Team:AUC-EGYPT/Model



We improved the performance of Ulaval’s Toeholder software and dedicated it to design a class of mammalian toehold switches. However, designing toehold switches is not enough. Structural modeling is essential to predict the stability and the favorability of binding between the toehold switch and the trigger. Structural predictions based on free energy calculations do not accurately simulate the folding of mRNAs. There is a lot more to the story: for instance, free energy models do not take into account chaperone-aided folding of RNAs (Tijerina & Russell, 2013).

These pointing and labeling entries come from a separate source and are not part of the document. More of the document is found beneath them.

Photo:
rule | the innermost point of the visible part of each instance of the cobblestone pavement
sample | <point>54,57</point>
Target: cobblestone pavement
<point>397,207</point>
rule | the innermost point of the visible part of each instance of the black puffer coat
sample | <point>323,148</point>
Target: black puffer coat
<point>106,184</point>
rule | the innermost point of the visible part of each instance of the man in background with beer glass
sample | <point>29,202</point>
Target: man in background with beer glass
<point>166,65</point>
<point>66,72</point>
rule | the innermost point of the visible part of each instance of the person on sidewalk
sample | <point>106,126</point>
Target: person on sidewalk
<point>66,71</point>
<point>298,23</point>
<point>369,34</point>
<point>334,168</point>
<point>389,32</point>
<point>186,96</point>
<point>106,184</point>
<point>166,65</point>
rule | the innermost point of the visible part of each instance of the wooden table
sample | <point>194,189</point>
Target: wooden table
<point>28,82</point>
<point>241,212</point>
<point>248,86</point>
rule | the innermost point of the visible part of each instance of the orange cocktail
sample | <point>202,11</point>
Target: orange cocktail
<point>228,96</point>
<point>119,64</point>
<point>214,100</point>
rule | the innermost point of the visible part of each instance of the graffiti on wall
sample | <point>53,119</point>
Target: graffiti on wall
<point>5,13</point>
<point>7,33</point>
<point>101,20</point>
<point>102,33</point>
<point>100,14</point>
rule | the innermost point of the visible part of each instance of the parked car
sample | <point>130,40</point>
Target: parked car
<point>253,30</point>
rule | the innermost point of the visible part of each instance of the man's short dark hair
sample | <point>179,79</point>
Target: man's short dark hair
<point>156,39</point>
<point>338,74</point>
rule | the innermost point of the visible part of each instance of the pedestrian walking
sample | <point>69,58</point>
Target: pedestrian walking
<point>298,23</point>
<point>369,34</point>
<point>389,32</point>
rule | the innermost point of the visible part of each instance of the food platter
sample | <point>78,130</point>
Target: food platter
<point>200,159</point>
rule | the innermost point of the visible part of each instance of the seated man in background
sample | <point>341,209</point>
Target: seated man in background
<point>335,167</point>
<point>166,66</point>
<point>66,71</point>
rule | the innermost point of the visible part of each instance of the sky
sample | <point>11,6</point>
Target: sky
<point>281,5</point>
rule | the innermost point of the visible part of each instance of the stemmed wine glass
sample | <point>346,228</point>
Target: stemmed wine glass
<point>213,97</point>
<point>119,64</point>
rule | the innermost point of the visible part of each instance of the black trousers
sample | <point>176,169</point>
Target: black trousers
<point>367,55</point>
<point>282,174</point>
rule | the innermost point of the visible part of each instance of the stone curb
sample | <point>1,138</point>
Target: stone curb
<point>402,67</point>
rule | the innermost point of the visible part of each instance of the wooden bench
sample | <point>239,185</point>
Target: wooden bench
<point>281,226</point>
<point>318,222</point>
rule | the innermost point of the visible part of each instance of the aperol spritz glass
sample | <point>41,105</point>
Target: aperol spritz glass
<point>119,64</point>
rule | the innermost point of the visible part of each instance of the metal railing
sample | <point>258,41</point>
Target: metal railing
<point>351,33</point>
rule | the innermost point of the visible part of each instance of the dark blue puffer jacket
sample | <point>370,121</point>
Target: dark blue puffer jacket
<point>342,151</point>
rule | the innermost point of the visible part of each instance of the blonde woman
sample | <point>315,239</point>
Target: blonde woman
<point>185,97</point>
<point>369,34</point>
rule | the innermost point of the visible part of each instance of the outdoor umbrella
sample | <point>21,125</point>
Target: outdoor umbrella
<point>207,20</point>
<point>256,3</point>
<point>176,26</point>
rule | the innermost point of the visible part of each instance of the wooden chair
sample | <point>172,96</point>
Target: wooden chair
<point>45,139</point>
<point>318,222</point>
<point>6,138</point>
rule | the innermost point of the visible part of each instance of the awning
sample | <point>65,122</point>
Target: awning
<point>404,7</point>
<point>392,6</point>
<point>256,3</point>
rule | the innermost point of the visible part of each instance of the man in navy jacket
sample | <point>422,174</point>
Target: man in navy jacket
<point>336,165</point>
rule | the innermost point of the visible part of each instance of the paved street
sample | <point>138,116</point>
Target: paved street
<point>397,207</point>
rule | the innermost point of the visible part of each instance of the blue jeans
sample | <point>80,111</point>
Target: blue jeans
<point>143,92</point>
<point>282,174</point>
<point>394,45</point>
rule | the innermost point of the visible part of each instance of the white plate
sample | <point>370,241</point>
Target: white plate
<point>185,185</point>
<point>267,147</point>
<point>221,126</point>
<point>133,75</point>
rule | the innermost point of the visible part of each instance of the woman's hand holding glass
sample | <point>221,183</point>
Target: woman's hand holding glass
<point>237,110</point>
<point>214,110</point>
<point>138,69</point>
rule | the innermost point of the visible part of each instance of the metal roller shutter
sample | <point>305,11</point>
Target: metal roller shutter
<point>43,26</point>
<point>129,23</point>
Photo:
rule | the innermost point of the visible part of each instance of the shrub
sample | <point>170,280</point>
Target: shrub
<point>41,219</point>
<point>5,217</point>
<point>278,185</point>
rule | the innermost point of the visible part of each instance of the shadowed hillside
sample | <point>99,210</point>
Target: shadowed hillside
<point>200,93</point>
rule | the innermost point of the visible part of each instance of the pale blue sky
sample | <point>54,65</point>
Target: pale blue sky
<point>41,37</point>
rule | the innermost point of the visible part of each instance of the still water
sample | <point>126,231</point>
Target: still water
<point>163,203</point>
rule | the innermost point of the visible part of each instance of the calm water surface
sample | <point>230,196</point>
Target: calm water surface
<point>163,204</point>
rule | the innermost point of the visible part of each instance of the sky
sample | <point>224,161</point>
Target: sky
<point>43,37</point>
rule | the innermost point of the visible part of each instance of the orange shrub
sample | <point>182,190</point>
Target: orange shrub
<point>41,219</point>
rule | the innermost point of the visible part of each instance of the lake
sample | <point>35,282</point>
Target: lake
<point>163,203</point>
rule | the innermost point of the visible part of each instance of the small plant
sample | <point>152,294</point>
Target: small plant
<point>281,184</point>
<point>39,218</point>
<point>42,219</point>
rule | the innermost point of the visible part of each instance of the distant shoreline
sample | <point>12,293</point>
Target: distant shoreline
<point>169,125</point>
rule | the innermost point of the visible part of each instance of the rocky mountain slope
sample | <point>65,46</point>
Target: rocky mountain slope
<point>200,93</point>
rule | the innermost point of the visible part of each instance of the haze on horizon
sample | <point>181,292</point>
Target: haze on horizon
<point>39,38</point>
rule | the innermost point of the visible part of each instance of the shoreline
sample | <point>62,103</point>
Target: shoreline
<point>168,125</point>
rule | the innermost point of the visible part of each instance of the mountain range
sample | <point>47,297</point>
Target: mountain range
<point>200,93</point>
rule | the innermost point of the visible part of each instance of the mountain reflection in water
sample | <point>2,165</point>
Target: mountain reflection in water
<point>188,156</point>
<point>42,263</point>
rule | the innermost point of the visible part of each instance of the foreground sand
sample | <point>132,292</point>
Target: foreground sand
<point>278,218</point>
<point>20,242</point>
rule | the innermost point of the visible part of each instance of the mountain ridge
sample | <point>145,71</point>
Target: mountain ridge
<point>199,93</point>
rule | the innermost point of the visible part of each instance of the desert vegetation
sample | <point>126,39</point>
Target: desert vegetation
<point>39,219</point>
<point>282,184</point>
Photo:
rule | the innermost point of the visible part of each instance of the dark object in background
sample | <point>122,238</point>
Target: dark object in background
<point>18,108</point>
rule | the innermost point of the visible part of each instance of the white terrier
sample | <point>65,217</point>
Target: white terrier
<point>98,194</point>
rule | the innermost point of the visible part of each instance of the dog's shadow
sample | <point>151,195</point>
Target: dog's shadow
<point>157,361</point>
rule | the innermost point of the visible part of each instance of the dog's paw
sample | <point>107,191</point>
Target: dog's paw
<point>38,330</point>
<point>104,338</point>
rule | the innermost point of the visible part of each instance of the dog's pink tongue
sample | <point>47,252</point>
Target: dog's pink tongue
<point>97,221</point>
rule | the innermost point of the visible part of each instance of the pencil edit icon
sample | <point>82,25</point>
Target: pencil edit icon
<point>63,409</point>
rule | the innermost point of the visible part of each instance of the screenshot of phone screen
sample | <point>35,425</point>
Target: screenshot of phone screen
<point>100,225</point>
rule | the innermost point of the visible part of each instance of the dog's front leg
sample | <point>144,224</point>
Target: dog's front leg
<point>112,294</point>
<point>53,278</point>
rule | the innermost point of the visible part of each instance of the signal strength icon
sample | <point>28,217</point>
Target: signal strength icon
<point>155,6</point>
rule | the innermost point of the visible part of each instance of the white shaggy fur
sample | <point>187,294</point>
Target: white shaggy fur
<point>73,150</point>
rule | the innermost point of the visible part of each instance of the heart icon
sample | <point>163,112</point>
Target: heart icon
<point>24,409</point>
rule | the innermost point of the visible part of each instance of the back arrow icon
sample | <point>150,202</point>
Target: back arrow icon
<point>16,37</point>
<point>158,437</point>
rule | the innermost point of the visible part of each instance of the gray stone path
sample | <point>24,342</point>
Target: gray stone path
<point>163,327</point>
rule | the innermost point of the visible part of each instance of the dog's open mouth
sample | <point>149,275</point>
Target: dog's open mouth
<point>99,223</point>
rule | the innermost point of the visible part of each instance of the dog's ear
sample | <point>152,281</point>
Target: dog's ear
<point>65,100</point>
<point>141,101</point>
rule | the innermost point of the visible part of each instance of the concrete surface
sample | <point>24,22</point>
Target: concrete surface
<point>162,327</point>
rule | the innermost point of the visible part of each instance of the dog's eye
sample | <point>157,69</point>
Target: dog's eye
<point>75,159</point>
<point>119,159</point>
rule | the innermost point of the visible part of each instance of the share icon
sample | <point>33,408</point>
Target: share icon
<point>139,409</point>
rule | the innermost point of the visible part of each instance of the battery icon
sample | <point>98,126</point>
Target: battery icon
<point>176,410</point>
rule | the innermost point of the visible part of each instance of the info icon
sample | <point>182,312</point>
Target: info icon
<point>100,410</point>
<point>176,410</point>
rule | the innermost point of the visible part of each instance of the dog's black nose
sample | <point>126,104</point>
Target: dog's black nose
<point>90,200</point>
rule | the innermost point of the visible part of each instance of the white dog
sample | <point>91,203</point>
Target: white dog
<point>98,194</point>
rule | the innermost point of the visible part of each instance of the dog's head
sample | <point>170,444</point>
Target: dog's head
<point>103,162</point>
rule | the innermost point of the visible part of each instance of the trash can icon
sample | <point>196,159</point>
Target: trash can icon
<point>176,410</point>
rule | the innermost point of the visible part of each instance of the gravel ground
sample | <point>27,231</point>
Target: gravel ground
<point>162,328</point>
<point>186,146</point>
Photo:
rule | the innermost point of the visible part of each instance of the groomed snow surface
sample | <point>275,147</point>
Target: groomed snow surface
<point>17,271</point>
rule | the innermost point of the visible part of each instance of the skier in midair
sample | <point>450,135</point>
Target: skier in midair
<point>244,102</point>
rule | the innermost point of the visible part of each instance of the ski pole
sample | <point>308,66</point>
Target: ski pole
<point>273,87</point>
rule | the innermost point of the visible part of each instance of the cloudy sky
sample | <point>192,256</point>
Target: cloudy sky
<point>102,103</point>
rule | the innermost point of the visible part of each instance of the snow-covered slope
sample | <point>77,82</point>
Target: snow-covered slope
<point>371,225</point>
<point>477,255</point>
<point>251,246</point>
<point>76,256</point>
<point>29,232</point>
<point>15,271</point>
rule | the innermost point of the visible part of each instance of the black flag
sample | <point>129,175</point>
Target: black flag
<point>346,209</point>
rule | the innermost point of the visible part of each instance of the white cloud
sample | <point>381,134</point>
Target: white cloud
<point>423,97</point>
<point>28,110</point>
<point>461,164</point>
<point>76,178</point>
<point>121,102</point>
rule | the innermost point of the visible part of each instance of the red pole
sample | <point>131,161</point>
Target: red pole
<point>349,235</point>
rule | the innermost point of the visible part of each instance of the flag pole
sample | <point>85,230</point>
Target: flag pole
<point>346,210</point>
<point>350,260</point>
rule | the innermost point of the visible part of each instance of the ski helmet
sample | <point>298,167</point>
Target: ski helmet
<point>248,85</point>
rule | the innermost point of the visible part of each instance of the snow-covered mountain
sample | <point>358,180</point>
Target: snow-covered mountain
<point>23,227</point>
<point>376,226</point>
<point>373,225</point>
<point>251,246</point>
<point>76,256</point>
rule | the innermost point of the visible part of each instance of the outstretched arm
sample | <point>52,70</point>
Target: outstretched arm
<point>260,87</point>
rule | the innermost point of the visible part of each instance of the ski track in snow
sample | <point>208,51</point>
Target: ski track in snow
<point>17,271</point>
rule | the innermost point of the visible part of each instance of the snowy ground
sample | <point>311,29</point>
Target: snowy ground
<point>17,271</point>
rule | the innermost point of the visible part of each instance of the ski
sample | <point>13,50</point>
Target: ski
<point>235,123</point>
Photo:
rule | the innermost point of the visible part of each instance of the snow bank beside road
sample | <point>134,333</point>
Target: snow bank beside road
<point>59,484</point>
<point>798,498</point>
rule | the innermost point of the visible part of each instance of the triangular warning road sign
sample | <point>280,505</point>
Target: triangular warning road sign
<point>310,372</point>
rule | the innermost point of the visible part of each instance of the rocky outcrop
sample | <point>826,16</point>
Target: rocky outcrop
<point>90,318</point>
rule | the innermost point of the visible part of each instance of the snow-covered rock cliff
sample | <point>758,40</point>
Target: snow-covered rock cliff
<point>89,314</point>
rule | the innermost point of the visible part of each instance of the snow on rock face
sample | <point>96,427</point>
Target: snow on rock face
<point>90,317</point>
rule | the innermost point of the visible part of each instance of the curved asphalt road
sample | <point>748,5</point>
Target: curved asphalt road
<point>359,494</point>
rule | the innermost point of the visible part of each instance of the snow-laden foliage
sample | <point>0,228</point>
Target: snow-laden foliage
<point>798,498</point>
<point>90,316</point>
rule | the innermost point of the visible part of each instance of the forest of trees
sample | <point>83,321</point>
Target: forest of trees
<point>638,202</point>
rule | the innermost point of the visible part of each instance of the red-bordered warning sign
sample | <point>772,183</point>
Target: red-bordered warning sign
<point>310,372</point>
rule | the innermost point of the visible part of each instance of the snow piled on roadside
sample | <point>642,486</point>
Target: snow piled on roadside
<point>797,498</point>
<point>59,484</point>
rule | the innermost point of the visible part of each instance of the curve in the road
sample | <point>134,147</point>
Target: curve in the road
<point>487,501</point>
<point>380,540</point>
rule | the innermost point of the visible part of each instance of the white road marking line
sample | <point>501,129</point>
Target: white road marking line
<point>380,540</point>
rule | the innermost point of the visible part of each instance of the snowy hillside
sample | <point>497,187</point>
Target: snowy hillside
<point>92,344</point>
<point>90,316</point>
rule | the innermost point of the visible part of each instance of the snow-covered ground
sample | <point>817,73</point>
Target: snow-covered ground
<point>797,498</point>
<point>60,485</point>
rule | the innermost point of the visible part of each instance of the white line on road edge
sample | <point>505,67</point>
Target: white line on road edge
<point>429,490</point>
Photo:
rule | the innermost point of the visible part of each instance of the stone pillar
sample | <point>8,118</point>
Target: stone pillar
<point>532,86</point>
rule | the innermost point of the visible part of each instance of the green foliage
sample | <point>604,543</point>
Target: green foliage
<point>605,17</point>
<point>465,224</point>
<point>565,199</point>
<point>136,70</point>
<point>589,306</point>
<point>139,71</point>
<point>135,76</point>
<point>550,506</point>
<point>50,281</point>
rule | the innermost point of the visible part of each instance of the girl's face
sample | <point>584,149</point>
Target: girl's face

Nonetheless, free energy models are utilized extensively in studies to predict the secondary structure of mRNA(Huston et al., 2020; Rangan et al., 2020).





RNA Folding

RNAs are single stranded, yet they are not always free to bind a complementary target. They fold into all sorts of secondary structures (Fig 1), rendering the search for triggers for toehold switch design more difficult. Pardee et al (2016) designed toehold switches to detect zika virus. They scanned the genome of zika virus for regions of low secondary structures, i.e. regions with minimal base pairing. They reasoned that the trigger needs to be accessible by the toehold switch in order to bind to and activate it. In our design algorithm, we searched for candidate triggers of lengths 30 nucleotides that display a minimum of 15 unpaired region. The NUPACK suite was utilized to model the minimal free energy structure(Zadeh, Steenberg, et al., 2011; Zadeh, Wolfe, et al., 2011).



Figure 1 Structural Model of the S2 subunit of the Spike mRNA generated by the NUPACK Suite







In silico Thermodynamic Modeling



The generated toehold switches were ranked based on five criteria:

1) Minimal Free Energy (MFE) Difference: The binding of the toehold switch to the trigger has to be favorable over the unbound state of both the toehold switch and the trigger. The change in Gibbs free energy (ΔG) is a metric for measuring the favorability and the spontaneity of binding. Since a more negative ΔG is indicative of more favorability, ΔG of the bound state has to be lower than the sum of both ΔG of the toehold and the trigger in the unbound state.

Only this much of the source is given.